Fifth Former Mason Wiegand agreed.

“I actually think [EA Day] might help a little bit because it takes away classes, and teachers understand students aren’t going to be focusing on that,” Wiegand said. “I would say it alleviates some time.”

Head of School Mr. Tyler Casertano thinks EA Day helps unify the community. 

“[EA Day] helps remind us of what’s most important here at Haverford.”

Mr. Tyler Casertano

“I love it. I think it’s a tradition that accomplishes what traditions are supposed to accomplish. They build community and culture,” Mr. Casertano said. “They bring people together not just within the community, but outside the community. It’s a rallying point that unites us around a common cause and helps remind us of what’s most important here at Haverford, which is the relationships we have with each other and how we use those relationships to help us become our best selves.”

Winikur reflected on how his academic performance was affected by EA Day last year. 

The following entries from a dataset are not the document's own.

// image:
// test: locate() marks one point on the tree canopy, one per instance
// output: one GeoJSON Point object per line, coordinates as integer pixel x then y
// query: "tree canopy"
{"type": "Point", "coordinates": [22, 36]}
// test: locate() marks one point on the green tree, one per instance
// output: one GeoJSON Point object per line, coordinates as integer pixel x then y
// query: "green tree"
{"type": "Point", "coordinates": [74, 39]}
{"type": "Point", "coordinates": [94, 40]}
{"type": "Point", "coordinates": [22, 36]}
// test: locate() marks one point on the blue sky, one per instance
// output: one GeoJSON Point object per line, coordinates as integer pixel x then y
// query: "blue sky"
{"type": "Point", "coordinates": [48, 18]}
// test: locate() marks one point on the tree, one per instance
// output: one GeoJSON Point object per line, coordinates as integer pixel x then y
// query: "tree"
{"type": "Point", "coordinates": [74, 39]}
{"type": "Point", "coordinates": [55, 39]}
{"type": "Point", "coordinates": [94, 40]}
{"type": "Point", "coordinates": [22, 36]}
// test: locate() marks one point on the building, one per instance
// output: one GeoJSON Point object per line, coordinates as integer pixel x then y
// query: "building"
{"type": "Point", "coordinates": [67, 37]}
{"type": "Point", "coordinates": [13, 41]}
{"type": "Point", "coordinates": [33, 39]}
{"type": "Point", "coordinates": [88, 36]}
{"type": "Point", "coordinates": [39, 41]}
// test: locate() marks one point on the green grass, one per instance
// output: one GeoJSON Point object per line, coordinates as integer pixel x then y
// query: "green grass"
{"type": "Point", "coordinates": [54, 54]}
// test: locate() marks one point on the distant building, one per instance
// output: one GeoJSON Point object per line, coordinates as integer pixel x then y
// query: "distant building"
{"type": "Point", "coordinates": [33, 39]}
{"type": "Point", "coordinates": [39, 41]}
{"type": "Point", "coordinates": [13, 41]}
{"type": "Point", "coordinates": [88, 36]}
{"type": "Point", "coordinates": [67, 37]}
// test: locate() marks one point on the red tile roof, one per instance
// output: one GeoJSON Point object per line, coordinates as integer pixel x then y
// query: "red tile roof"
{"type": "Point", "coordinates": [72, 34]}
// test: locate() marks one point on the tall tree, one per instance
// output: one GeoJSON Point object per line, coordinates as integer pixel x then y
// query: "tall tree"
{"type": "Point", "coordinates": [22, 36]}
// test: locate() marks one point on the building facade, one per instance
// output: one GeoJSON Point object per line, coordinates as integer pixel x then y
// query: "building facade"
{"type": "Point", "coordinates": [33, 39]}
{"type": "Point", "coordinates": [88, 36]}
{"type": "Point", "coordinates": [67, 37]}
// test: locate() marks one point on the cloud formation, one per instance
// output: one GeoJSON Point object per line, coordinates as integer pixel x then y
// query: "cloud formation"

“I don’t think anything too significant happened, so I would say the effect was minimal. I mean the last class on Thursday is tough, but once again at Haverford, we’re gentlemen, athletes, and scholars,” Winikur said. “If you can’t handle it all, there’s this school in Newtown Square that wears blue and white that might be a good fit.” 

Wiegand had similar experiences.

“I don’t think it changed that much from what I remember, just because the school does give you opportunities to get homework done,” Wiegand said. 

Wiegand places the responsibility of lower grades on students. 

“It’s really just up to you. As someone who is definitely invested in EA Day, I just want to just focus on that and the days around it,” Wiegand said. “At the end of the day, there is plenty of time to get stuff done. It shouldn’t be too much of an issue if you just prioritize school.”

However, EA Day isn’t all about the competition out of school. There’s also a change inside Haverford. 

“There’s no doubt that there is a loss in energy,” Winikur said. “But now as seniors, it’s our job to bring the juice so the vibes don’t go too low.”

Wiegand feels that EA Day is actually a much-needed energy boost during this point of the school year.

“I think actually there might be a gain in energy, because, for me, it’s about this time of the school year when you get bored again,” Wiegand said. “Getting into EA Day there’s a little bit of a slump, at least for me, and then coming out of EA Day you’re kind of re-energized. I had this little break and now we can get back into doing school work, kind of back into the swing of things.”

Mr. Casertano echoed a similar sentiment.

“[Spirit week] provides an important infusion of energy and excitement and community at a time where students are dragging a little bit at school,” Mr. Casertano said. “The entire week is kind of like a shot in the arm for the community in a positive way.”

EA Day also challenges students to flip between the hype of sports and their academic workload.

“[EA Day isn’t a break] any more than any other Saturday is,” Winikur said. “The great ones are able to dial back in quickly. It’s a good moment to see who’s got that dog in them.”